Failing to kill your loop is...well, let's just say it's bad. We find this out when Joe's buddy, Seth (Paul Dano), is unable to off his older self. Letting your loop go (as you can imagine) can mess up that whole space-time continuum thing, so the punishment is swift and brutal. In a gruesome but clever touch, we find out just how brutal: as the mob takes Seth apart piece by piece, Old Seth suddenly finds himself scarred and limbless as he tries to make his getaway.
Joe soon finds himself in a similar position when he's confronted by his own loop, played by Bruce Willis. When he realizes who he has to kill, a shocked Joe is overcome by his target, who gets away before he can finish the job. Or does he? Due to the nature of the time-travel storyline, we actually see both scenarios. In the first, Joe does his job, gets his payday and lives the life of a bad, bad man until he meets a lovely lady, gets married and settles down. When The Rainmaker decides it's time to close Joe's loop, his wife is killed in the crossfire. Old Joe uses the time portal in order to find The Rainmaker and kill him to get his life back. And now the other scenario: Old Joe escapes and goes on a "Terminator"-type quest to find and destroy The Rainmaker before he can come to power, as Young Joe hunts his older self in order to make good with the mob and escape Seth's fate. It's a race to both save and end his own life - a pretty clever twist.

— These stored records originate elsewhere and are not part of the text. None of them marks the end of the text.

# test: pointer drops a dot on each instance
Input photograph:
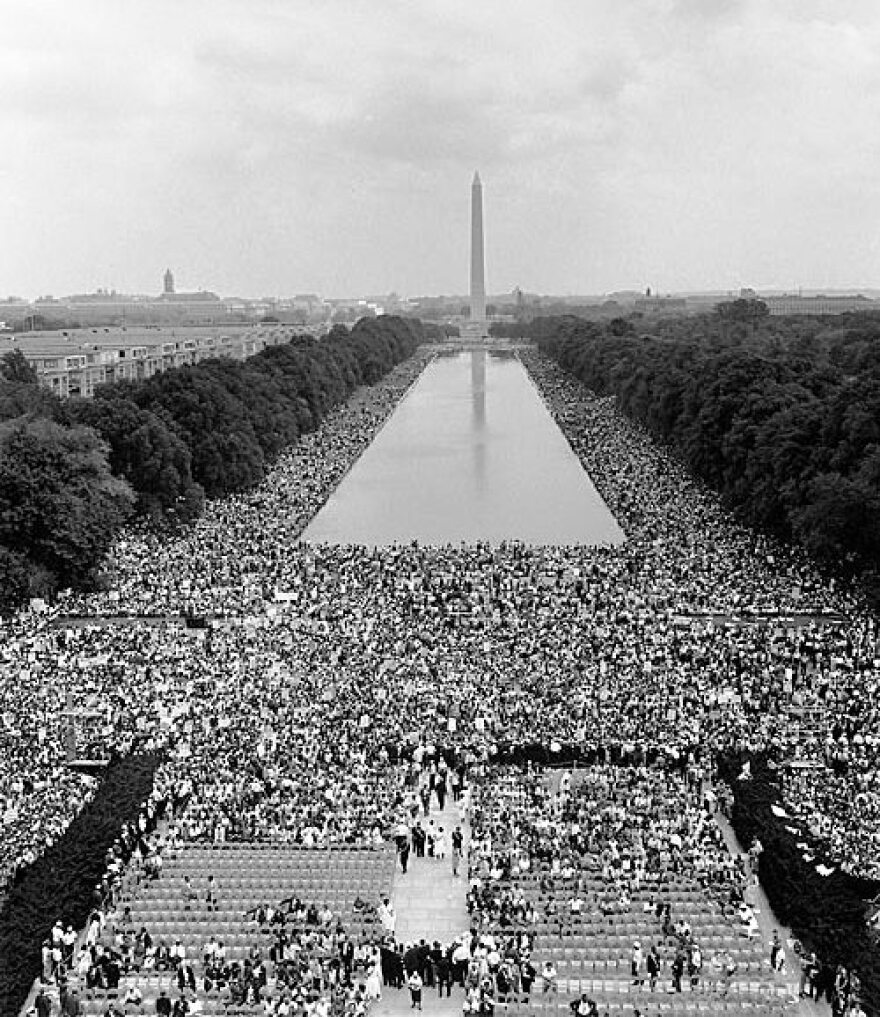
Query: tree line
(780, 416)
(73, 471)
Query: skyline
(687, 145)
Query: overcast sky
(276, 146)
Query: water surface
(470, 454)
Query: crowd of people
(324, 675)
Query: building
(74, 362)
(819, 304)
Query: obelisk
(478, 282)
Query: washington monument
(478, 282)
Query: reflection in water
(478, 405)
(444, 470)
(478, 386)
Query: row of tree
(781, 417)
(72, 471)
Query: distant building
(819, 305)
(73, 362)
(664, 305)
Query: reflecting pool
(470, 454)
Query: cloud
(329, 143)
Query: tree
(748, 311)
(145, 453)
(60, 506)
(14, 367)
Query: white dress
(372, 989)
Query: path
(790, 976)
(430, 904)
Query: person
(695, 965)
(678, 969)
(414, 983)
(528, 973)
(443, 967)
(809, 965)
(636, 961)
(211, 894)
(372, 988)
(652, 963)
(43, 1003)
(458, 847)
(386, 914)
(133, 999)
(548, 975)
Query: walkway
(767, 922)
(430, 904)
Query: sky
(280, 146)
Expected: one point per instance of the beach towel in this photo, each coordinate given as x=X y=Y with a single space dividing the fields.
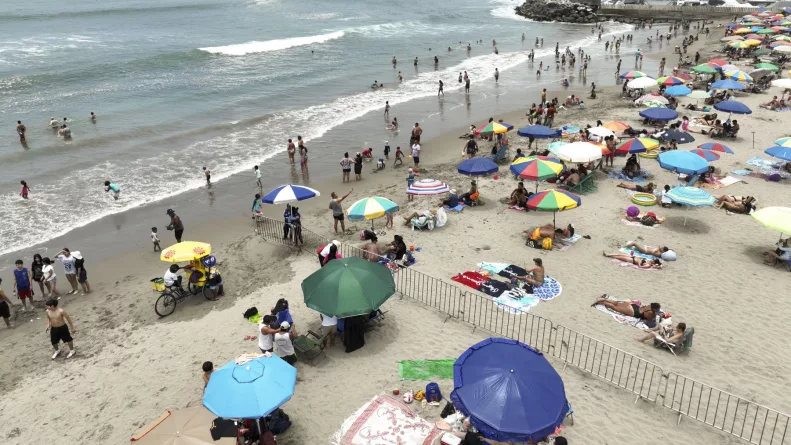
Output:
x=458 y=208
x=426 y=369
x=385 y=420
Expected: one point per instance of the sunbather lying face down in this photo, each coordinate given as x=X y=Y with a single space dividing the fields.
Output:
x=642 y=263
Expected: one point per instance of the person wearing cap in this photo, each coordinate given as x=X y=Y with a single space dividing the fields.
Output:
x=283 y=341
x=176 y=225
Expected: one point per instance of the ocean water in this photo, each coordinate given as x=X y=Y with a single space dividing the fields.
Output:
x=178 y=84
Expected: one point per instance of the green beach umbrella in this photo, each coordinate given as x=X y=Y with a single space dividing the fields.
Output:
x=348 y=286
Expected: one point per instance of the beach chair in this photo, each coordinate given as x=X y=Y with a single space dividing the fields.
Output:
x=305 y=346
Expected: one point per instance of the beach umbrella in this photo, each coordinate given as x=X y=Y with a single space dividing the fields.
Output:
x=633 y=75
x=708 y=155
x=670 y=81
x=779 y=152
x=678 y=90
x=681 y=137
x=683 y=162
x=636 y=145
x=715 y=146
x=659 y=114
x=494 y=128
x=732 y=106
x=579 y=152
x=704 y=69
x=347 y=287
x=509 y=391
x=775 y=218
x=289 y=193
x=188 y=426
x=371 y=208
x=727 y=84
x=477 y=167
x=616 y=125
x=642 y=82
x=185 y=251
x=251 y=390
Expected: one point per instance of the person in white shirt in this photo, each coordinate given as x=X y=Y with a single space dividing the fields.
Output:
x=285 y=349
x=266 y=334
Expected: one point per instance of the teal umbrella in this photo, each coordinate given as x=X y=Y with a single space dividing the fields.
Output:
x=348 y=286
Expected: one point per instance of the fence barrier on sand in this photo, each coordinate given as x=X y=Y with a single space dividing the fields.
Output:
x=716 y=408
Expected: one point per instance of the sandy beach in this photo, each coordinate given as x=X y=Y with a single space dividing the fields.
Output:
x=131 y=366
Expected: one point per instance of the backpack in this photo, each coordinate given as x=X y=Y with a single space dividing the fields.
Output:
x=432 y=393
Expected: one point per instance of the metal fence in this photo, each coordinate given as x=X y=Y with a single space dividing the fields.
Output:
x=740 y=417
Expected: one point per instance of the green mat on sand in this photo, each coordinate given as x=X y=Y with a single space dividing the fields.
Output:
x=426 y=369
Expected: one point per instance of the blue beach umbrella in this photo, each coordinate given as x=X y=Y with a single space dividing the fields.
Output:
x=683 y=162
x=477 y=167
x=509 y=390
x=659 y=114
x=251 y=390
x=732 y=106
x=677 y=90
x=779 y=152
x=538 y=132
x=289 y=193
x=727 y=84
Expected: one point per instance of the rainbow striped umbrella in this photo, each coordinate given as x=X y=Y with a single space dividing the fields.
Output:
x=670 y=81
x=371 y=208
x=636 y=145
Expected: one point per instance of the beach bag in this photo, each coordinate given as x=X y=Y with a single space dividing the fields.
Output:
x=432 y=393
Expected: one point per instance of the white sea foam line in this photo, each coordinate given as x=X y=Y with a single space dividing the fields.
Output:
x=49 y=214
x=271 y=45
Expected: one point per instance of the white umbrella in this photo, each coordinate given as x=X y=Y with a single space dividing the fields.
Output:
x=643 y=82
x=579 y=152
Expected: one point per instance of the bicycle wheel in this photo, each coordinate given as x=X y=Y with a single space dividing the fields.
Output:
x=165 y=305
x=209 y=293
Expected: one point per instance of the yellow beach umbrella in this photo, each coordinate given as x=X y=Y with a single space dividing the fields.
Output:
x=185 y=251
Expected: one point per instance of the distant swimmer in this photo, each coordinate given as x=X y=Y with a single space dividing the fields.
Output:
x=20 y=130
x=108 y=186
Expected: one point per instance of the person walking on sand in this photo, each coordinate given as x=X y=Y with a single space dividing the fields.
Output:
x=291 y=150
x=346 y=167
x=337 y=210
x=176 y=225
x=69 y=268
x=21 y=130
x=60 y=327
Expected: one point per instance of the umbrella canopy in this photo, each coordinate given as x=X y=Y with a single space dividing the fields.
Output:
x=715 y=146
x=537 y=168
x=348 y=286
x=371 y=208
x=494 y=128
x=185 y=251
x=477 y=167
x=708 y=155
x=732 y=106
x=427 y=187
x=509 y=390
x=683 y=162
x=677 y=90
x=289 y=193
x=251 y=390
x=579 y=152
x=188 y=426
x=691 y=196
x=776 y=218
x=727 y=84
x=779 y=152
x=659 y=114
x=642 y=82
x=538 y=132
x=636 y=145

Writer/director Rian Johnson is no stranger to twisting old genres. In "Brick" (also starring Gordon-Levitt), he cleverly transposed classic film noir plotting and lingo to a high school setting. Visually, "Looper" has some really nice sequences that - like some of the language and plot elements - seem lifted from other sources, spun around and polished up. You can tell when a shot was inspired by Scorsese or Hitchcock, but it seems more like a winking homage than a straight lift. But where Johnson (and the film) falters is in tying all these cool elements into a cohesive story. "Looper" feels like two separate films, loosely chained together with vignette-like set pieces. Is it noir? Is it sci-fi? Is it a horror movie? And while there are some exciting visual moments, it would be remiss not to address the main flaw of the film: Joseph Gordon-Levitt's Bruce Willis makeup. Like Nicole Kidman's nose in "
The Hours", it's nearly impossible not to be distracted while he tries to make the best of his awkward prosthetics.
And while JGL can do a fairly admirable Willis impression, there's no substitute for the real thing. The best parts of "Looper" are when Young Joe and Old Joe get to play off of each other. As Gordon-Levitt has to keep all the balls in the air, Willis gets the luxury of sliding in and being...Bruce Willis. With a gun and a one-liner, Willis can pretty much just do this role in his sleep. It's to his credit that he stays wide awake in the emotionally-driven scenes, not willing to just rest on his Willis-ness. Some nice supporting work from Dano, Emily Blunt, Garrett Dillahunt and Jeff Daniels (as Joe's grizzled boss, Abe) help to keep audiences invested, even as the film drastically changes tone from the first to the second half.
Inconsistencies and distractions aside, "Looper" is a fun twist on both the sci-fi and noir genres. It has plenty of visual candy to keep one from worrying about whether or not it all makes sense. It doesn't. But it's okay, it's just a movie. And a rather fun one at that.